High or low correlation between co-occuring gene clusters and 16S rRNA gene phylogeny


Correspondence: Knut Rudi, Department of Chemistry, Biotechnology and Food Science, Norwegian University of Life Sciences, PO Box 5003, NO-1432 Ås, Norway. Tel.: +47 64 96 58 73; fax: +47 64 96 59 01; e-mail: knut.rudi@umb.no


Ribosomal RNA (rRNA) genes are universal for all living organisms. Yet, the correspondence between genome composition and rRNA phylogeny remains poorly known. The aim of this study was to use the information from genome sequence databases to address the correlation between rRNA gene phylogeny and total gene composition in bacteria. This was done by analysing 327 genomes with TIGRFAM functional gene annotations. Our approach consisted of two steps. First, we searched for discriminatory clusters of co-occurring genes. Using a multivariate statistical approach, we identified 11 such clusters which contain genes that were co-occurring only in a subset of genomes and contributed to explain the gene content differences between genome subsets. Second, we mapped the discovered clusters to 16S rRNA-based phylogeny and calculated the correlation between co-occuring genes and phylogeny. Six of the 11 clusters exhibited significant correlation with 16S rRNA gene phylogeny. The most distinct phylogenetic finding was a high correlation between iron–sulfur oxidoreductases in combination with carbon nitrogen ligases and Chlorobium. The other correlations identified covered relatively large phylogroups: Actinobacteria were positively associated with kinases, while Gammaproteobacteria were positively associated with methylases and acyltransferases. The suggested functional differences between higher phylogroups, however, need experimental verification.


There is currently an exponential increase in bacterial genome sequences available in the public domain. A main focus until now has been to build a universal tree of life, either through gene composition or through phylogenetic relations deduced for core genes (McCann et al., 2008). The most widely accepted single-gene phylogenetic marker is the gene encoding the small subunit ribosomal RNA (16S rRNA gene; Woese, 1987). Extensive phylogenetic and taxonomic frameworks have already been built for this gene (Cole et al., 2005; Kumar et al., 2005), and it is currently by far the most widely used gene for taxonomic assignments of bacteria based on next-generation sequencing data (Tringe & Hugenholtz, 2008). However, it has recently been realized that defining a single universal genome tree may not be feasible and appropriate due to the fuzzy nature of evolution (Beauregard-Racine et al., 2011; Smillie et al., 2011). With the accumulating number of genomes it is becoming evident that the number of genes shared among all bacteria is rather low (Dagan et al., 2008; Wu et al., 2009). A field, yet to be explored, is how different bacterial phylogroups are related based on presence/absence of co-occurring gene clusters (genes that occur together in a subset of genomes). Investigating the distribution of such clusters in a phylogenetic framework would enable the question of which genes are associated with which branches of the phylogenetic tree to be addressed and possibly phylogroup-specific clusters to be identified.
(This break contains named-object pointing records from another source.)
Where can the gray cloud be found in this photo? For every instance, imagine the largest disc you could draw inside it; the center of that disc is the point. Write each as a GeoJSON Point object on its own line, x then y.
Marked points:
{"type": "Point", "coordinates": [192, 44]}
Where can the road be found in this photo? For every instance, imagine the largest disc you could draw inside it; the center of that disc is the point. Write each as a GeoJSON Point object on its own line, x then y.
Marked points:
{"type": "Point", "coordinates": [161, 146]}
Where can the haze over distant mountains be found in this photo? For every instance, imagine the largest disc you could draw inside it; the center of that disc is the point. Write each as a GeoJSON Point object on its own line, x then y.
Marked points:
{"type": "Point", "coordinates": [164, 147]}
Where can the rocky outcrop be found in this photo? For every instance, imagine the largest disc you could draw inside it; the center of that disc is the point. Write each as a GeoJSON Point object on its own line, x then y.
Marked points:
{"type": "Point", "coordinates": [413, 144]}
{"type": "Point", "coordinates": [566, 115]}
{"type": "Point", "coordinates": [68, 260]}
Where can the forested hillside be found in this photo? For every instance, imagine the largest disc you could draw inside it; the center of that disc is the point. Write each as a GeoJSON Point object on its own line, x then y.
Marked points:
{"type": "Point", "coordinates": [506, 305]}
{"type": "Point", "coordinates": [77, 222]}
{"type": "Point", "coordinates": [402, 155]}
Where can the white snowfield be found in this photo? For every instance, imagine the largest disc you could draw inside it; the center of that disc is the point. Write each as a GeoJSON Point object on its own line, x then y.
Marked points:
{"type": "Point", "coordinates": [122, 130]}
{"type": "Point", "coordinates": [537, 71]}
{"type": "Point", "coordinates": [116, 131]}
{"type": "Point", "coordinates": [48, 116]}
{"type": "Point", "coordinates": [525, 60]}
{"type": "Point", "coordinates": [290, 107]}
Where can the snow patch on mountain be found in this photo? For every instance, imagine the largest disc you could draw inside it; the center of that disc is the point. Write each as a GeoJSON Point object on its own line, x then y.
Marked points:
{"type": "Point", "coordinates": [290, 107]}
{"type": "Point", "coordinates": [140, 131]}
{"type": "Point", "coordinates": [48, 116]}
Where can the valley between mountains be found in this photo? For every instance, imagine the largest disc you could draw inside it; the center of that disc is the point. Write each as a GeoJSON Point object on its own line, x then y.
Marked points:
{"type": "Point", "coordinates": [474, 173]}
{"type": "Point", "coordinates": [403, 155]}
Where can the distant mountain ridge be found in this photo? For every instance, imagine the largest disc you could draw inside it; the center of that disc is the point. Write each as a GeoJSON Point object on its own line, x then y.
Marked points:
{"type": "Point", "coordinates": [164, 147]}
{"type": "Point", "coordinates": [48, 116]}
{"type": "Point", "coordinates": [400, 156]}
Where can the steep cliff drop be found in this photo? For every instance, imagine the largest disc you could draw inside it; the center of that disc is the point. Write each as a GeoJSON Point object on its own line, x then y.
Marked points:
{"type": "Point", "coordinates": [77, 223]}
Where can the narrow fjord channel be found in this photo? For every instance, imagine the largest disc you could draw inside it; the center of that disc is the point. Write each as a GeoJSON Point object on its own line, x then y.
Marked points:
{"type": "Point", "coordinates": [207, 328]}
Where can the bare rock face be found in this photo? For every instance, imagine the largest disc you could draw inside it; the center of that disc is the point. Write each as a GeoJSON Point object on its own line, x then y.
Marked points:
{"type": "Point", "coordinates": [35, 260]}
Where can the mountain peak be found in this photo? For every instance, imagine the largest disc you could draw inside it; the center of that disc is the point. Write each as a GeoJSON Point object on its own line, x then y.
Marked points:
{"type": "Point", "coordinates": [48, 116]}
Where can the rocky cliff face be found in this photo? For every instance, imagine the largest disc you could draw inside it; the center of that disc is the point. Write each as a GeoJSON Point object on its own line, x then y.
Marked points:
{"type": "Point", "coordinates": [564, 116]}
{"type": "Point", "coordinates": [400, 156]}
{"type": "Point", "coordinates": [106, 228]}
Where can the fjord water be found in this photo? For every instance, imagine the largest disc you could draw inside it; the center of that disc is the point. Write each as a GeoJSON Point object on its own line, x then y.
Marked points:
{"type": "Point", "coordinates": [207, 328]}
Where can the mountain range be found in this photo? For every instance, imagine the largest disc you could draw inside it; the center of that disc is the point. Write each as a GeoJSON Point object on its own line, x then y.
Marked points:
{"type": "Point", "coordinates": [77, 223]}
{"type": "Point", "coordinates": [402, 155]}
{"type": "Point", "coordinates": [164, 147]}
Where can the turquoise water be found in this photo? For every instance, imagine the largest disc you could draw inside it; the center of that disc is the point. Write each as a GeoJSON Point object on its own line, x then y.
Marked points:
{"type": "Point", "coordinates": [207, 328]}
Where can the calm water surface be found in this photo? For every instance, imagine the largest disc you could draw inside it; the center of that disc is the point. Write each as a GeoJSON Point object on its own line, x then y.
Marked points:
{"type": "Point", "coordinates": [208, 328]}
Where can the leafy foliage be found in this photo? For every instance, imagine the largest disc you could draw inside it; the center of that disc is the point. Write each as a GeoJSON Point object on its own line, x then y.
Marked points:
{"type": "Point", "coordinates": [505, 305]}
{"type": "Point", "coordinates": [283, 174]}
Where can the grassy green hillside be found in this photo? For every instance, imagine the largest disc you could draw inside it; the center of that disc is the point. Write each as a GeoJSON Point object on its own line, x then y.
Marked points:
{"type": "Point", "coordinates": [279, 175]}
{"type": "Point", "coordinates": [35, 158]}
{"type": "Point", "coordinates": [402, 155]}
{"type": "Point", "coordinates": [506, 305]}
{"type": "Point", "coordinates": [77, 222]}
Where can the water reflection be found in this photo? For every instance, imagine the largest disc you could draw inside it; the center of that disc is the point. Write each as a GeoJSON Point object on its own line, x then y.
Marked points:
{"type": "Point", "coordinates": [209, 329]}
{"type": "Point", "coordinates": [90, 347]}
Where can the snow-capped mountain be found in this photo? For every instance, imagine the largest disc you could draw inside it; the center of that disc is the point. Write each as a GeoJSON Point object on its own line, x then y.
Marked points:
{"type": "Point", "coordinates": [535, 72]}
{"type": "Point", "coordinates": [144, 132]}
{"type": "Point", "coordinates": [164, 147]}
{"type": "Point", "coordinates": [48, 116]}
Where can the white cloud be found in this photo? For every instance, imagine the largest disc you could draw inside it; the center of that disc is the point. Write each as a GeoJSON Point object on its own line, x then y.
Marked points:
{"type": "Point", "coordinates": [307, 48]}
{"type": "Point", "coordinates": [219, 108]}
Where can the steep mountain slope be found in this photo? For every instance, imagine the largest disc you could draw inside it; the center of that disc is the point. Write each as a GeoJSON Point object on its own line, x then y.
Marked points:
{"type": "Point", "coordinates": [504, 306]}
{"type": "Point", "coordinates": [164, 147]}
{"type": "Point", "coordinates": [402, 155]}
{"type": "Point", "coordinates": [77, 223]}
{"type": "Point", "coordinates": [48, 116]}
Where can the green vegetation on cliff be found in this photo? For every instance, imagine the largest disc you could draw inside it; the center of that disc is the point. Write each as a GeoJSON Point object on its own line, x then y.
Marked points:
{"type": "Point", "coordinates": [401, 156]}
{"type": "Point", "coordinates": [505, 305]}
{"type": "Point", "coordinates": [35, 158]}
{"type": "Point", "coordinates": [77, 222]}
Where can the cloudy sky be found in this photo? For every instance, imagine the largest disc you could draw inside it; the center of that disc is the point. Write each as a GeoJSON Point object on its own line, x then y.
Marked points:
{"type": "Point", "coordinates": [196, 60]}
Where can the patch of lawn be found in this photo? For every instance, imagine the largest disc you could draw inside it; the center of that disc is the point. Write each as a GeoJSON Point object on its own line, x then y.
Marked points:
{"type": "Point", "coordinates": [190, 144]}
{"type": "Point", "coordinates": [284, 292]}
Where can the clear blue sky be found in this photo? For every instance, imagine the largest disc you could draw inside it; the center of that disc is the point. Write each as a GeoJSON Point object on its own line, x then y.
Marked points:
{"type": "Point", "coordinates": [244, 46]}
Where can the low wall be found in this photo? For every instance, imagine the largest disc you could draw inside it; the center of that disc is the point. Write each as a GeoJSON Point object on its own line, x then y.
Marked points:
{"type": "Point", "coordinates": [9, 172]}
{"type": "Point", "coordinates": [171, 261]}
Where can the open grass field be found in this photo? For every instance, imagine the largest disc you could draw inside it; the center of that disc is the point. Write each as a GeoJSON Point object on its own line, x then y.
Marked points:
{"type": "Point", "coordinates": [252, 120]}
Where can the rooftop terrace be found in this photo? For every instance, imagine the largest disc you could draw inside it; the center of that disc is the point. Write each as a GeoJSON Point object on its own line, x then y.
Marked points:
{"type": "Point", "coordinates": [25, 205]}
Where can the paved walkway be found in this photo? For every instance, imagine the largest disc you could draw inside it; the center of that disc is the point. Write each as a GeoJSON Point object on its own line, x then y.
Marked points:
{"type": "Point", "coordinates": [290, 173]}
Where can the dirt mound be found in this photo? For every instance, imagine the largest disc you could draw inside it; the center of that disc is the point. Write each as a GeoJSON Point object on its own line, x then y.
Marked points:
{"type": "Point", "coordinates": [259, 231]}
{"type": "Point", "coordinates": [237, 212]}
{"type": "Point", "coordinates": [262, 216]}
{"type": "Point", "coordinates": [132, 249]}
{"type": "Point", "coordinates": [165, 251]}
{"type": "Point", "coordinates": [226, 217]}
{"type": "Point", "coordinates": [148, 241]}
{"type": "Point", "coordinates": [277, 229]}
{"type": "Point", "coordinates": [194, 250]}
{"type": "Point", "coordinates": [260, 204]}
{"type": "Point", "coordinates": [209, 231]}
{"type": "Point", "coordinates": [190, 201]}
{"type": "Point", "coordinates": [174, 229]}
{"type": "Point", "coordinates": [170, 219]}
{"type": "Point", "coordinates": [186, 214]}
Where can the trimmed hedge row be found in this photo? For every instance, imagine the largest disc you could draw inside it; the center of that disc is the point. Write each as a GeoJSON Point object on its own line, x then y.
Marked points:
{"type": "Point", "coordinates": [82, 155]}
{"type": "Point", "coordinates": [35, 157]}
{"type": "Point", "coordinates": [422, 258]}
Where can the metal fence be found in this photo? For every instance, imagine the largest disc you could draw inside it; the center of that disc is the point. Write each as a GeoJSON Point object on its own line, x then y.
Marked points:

The aim of the work presented here was to explore the correlation between 16S rRNA gene phylogeny and the distribution of co-occurring genes for genome sequenced bacterial strains. Our hypothesis is that such gene clusters are important for determining the properties of the different bacterial taxonomic groups. Our approach consisted of two steps: first, identifying clusters of co-occurring genes that explain the gene content variation among strains independently of phylogenetic relations and, second, determining how these clusters are distributed in a 16S rRNA gene phylogenetic framework.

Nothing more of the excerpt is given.